Closed form for $\sum_{n=0}^{\infty} e^{-\pi n^2} \left(1 - 4\pi n^2\right) (-1)^{\frac{1}{2} n(n+1)}$

Question

I was trying to prove if it's true that $\sum_{n=0}^{\infty} e^{-\pi n^2} \left(1 - 4\pi n^2\right) (-1)^{\frac{1}{2} n(n+1)} = \frac{3}{2}$, an "identity" I found online.

The sum of the first $10$ terms with Mathematica is $1.499999999882174822912079...$, so obviously the identity is not true, but I would still try to find a closed form expression.

If I just consider $\sum_{n=0}^{\infty} e^{-\pi n^2} \left(1 - 4\pi n^2\right)$, is quite simple to show that, with the use of theta functions and this answer Proving $\sum_{n=-\infty}^\infty n^2e^{-\pi n^2}=\frac{\Gamma (1/4)}{4\sqrt{2}\pi^{7/4}}$, the sum reduces to

$1 + \frac{\theta_3(0,e^{-\pi})-1}{2} -4\pi \frac{\theta_3''(0,e^{-\pi})}{2} = 1 + \frac{\theta_3(0,e^{-\pi})-1}{2} -\frac{\theta_3(0,e^{-\pi})}{2}=\frac{1}{2}$

and this suffice to prove that the "identity" cannot be true.

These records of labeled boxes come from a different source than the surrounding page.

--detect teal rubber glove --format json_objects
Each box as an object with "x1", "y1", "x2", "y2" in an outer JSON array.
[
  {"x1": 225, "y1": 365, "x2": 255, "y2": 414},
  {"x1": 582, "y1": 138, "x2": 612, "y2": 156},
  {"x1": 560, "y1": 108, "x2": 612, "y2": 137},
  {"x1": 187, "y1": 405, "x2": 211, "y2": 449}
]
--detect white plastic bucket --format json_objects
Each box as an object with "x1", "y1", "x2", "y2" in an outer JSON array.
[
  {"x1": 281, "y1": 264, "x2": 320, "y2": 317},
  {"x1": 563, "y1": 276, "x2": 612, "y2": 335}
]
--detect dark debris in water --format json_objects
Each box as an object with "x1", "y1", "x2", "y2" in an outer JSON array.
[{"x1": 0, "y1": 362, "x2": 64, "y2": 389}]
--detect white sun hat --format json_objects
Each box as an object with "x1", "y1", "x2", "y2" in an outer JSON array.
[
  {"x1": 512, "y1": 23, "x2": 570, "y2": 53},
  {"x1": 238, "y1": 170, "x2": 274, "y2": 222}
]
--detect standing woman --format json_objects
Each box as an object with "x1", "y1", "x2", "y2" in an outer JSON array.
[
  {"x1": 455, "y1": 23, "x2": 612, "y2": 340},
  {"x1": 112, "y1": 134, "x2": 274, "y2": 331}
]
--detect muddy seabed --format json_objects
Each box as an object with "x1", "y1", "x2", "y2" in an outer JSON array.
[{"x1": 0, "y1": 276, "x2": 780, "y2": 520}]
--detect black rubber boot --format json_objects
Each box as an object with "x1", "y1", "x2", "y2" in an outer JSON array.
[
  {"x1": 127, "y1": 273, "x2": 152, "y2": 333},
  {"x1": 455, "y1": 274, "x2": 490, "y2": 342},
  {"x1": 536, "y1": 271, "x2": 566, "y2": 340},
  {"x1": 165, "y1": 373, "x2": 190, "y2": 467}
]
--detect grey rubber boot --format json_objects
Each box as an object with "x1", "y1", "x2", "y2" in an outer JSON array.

So I expect that a closed form for the twice alternating sum can be expressed as a linear combination of $\theta_3(0,e^{-p\pi}),\theta_4(0,e^{-q\pi}) $ and their second derivatives, with $\{p,q\}$ positive integers.

How can it be done?

Answer 1

A small observation (not an answer), but nevertheless: note that $-1=e^{i\pi}$ and hence, the required sum can be rewritten as follows: \begin{equation*} \begin{split} \sum_{n=0}^{\infty}e^{-\pi n^2}(1-4\pi n^2)(-1)^{n(n+1)/2} &=\sum_{n=0}^{\infty}(1-4\pi n^2)\exp\left\{-\pi n^2+\frac{i\pi}{2}n(n+1)\right\}= \\ &=\sum_{n=0}^{\infty}(1-4\pi n^2)e^{\pi i n^2\tau_0+2\pi inz_0}, \end{split} \end{equation*} where $\tau_0=\frac{1}{2}+i\in\{z:\operatorname{Im}\tau>0\}$ and $z_0=\frac{1}{4}$.

If one can somehow extend the summation in the formula above to $n\in\mathbb{Z}$, then one can take an advantage of the following formula for the Jacobi theta function $\vartheta(z,\tau)$: $$ \vartheta(z,\tau)=\sum_{n=-\infty}^{+\infty}e^{\pi in^2\tau+2\pi i nz}. $$ However, I am not sure at the moment how to proceed further.